Il respira. Une forte douleur lui perça le dos. Cynthia cria quelque chose qu'il n'entendit pas. La chute lui frisa le cœur et lui donna l'impression d'avoir la peau retournée. Mais passé l'instant du saut, ce n'était pas désagréable. Et il se balançait déjà dans la toile de protection.

Beaucoup de modèles disponibles sur le marché, à des coûts divers, possédaient des aptitudes physiques nombreuses et d'un très bon niveau. Ils avaient aussi de l'allant, de l'énergie, un certain goût du risque. Ainsi les jeux d'action s'étaient répandus dans le monde entier de façon prodigieuse, réduisant la part des jeux immobiles : jeux électroniques et jeux de rôles miniatures. Grâce à l'apport des technologies, ils avaient également supplanté les sports traditionnels, considérés comme ennuyeux et relégués au rang d'exercices préparatoires. En fin de compte, ils avaient pris une place essentielle dans la vie de la cité, qu'ils avaient rendue plus animée, plus intense.

En outre, beaucoup de gens, modélisés en haut de gamme, choisissaient une existence considérée comme exaltante, en des lieux réputés dangereux : hautes montagnes, fonds marins, cités aériennes, stations spatiales. N'importe qui ou presque pouvait, s'il en avait vraiment envie, devenir alpiniste ou plongeur, ou l'un et l'autre, pratiquer le vol libre ou travailler dans l'espace. Ainsi, chacun pouvait figurer parmi les meilleurs, sur le plan physique et le plan mental, suivant ses propres critères ou ceux de la société… Mais certains jugeaient cela puéril. Après une ère d'activité fiévreuse, explosive, beaucoup de gens aspiraient à plus d'intériorité ou plus de laisser-aller. Le modèle Marilyn Monroe, qui attirait maintenant autant d'hommes que de femmes, montait vers les sommets de la réussite commerciale, tandis que le Jim Joren et le Fedor Iourev, pour n'en citer que deux, subissaient une désaffection très grave et peut-être irréversible.

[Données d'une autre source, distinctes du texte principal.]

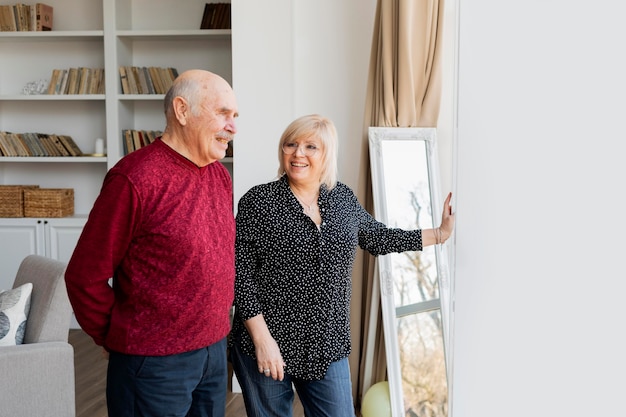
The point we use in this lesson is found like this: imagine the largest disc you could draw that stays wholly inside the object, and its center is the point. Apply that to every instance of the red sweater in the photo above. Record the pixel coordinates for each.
(164, 230)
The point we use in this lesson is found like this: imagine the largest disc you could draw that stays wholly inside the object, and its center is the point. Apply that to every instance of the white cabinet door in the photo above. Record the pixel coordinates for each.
(20, 237)
(61, 237)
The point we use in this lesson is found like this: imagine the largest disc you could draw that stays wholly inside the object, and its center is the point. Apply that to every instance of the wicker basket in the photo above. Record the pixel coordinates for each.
(48, 202)
(12, 200)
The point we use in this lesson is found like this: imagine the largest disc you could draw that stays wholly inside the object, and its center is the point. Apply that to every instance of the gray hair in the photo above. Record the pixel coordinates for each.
(187, 88)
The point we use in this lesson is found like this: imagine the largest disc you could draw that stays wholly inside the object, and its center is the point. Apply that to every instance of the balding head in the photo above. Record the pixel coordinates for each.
(195, 86)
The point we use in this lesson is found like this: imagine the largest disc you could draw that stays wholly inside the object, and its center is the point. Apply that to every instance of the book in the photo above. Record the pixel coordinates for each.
(72, 81)
(132, 81)
(216, 16)
(53, 80)
(156, 80)
(62, 150)
(70, 145)
(43, 19)
(207, 16)
(124, 80)
(63, 89)
(83, 85)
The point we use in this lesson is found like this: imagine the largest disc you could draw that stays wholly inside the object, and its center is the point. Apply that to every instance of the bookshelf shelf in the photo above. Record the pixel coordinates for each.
(53, 97)
(221, 34)
(139, 97)
(54, 35)
(54, 159)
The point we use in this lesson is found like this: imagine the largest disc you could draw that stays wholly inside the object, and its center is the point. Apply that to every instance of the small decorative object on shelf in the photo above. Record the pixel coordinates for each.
(48, 202)
(35, 88)
(12, 200)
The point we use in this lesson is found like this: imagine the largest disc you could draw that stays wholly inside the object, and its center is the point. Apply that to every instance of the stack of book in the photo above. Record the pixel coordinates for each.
(216, 16)
(23, 17)
(146, 80)
(37, 144)
(135, 139)
(79, 80)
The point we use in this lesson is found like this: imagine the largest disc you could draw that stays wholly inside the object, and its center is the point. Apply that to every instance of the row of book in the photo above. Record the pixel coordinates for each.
(216, 16)
(77, 80)
(135, 139)
(146, 80)
(23, 17)
(37, 144)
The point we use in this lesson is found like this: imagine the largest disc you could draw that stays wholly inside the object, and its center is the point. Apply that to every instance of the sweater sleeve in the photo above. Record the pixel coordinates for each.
(98, 253)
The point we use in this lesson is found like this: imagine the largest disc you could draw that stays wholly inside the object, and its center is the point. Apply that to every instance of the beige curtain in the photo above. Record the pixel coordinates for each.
(404, 90)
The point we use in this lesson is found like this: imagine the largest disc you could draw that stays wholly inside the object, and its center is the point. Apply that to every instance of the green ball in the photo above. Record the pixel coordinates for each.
(376, 401)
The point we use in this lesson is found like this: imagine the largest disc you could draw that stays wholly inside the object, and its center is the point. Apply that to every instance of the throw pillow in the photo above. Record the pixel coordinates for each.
(14, 308)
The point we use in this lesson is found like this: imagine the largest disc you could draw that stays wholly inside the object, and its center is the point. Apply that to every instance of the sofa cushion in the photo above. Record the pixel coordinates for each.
(14, 308)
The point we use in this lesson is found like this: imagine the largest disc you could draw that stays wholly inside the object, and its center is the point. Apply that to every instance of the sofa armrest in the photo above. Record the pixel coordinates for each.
(37, 380)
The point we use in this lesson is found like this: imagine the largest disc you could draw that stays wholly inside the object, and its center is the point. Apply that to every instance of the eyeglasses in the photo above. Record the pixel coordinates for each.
(308, 149)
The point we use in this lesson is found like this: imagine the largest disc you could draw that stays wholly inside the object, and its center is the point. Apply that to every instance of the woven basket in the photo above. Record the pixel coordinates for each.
(48, 202)
(12, 200)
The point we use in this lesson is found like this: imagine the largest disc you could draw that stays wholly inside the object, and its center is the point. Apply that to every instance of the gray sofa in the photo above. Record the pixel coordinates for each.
(37, 377)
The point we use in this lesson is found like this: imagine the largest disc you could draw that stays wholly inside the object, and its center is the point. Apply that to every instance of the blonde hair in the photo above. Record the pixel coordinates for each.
(314, 125)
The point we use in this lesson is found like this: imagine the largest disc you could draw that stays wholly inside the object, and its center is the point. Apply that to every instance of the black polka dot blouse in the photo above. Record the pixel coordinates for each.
(299, 276)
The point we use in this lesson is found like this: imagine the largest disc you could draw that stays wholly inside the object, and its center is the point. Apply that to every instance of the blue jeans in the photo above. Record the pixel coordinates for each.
(190, 384)
(264, 397)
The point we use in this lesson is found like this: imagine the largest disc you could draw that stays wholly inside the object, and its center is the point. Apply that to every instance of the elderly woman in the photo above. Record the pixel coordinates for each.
(295, 247)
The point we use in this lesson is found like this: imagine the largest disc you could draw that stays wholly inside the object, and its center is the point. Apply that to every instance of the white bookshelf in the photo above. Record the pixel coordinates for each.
(98, 34)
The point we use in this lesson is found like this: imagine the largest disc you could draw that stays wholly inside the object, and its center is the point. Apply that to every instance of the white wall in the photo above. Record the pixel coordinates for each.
(292, 58)
(540, 189)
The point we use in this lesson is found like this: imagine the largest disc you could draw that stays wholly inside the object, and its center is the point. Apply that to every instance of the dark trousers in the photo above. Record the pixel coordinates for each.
(190, 384)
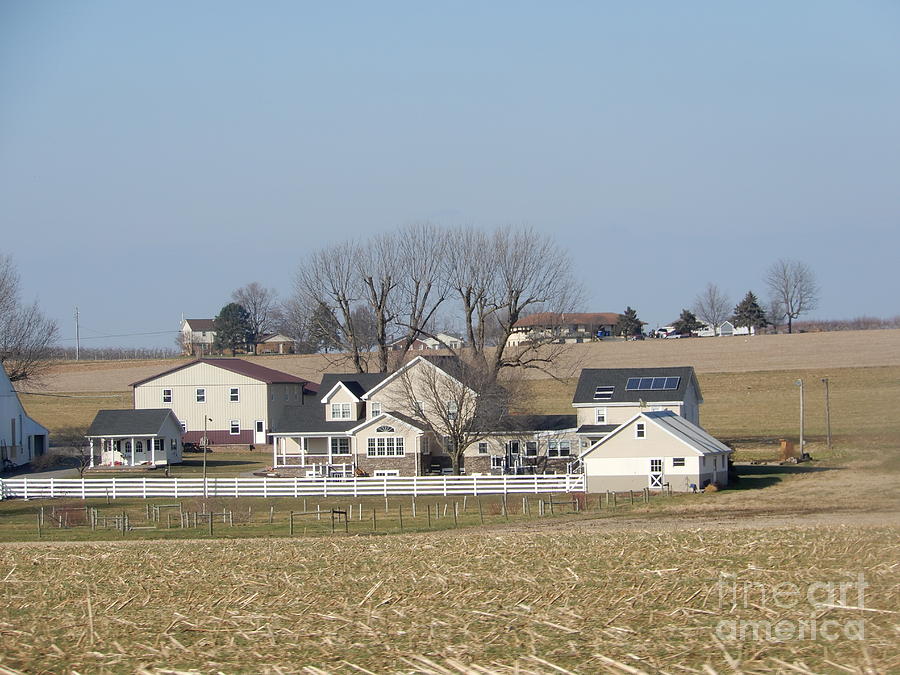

Jaime se faisait ces réflexions, sur une tonalité douce-amère, en s'accrochant aux suspentes d'un parachute arachnéen. Ces longs fils de colle sèche s'attachaient à son corps ou s'enroulaient autour de ses membres, s'étiraient et se cassaient les uns après les autres avec un bruit mou, le laissant glisser en douceur vers la cage.

Il entendit Cynthia dégringoler au-dessus de lui dans un vif craquement de toile déchirée ; mais il ne la vit pas car il avait plaqué ses paumes sur son visage pour protéger ses yeux et d'épais filaments s'agrippaient à sa peau, fixant ses doigts à ses sourcils. Ils atterrirent ensemble sur l'extrados d'une voilure qui se fendilla lentement. Plus haut, la toile se reconstituait déjà, tissant et serrant ses mailles, prête à recevoir le prochain Icare.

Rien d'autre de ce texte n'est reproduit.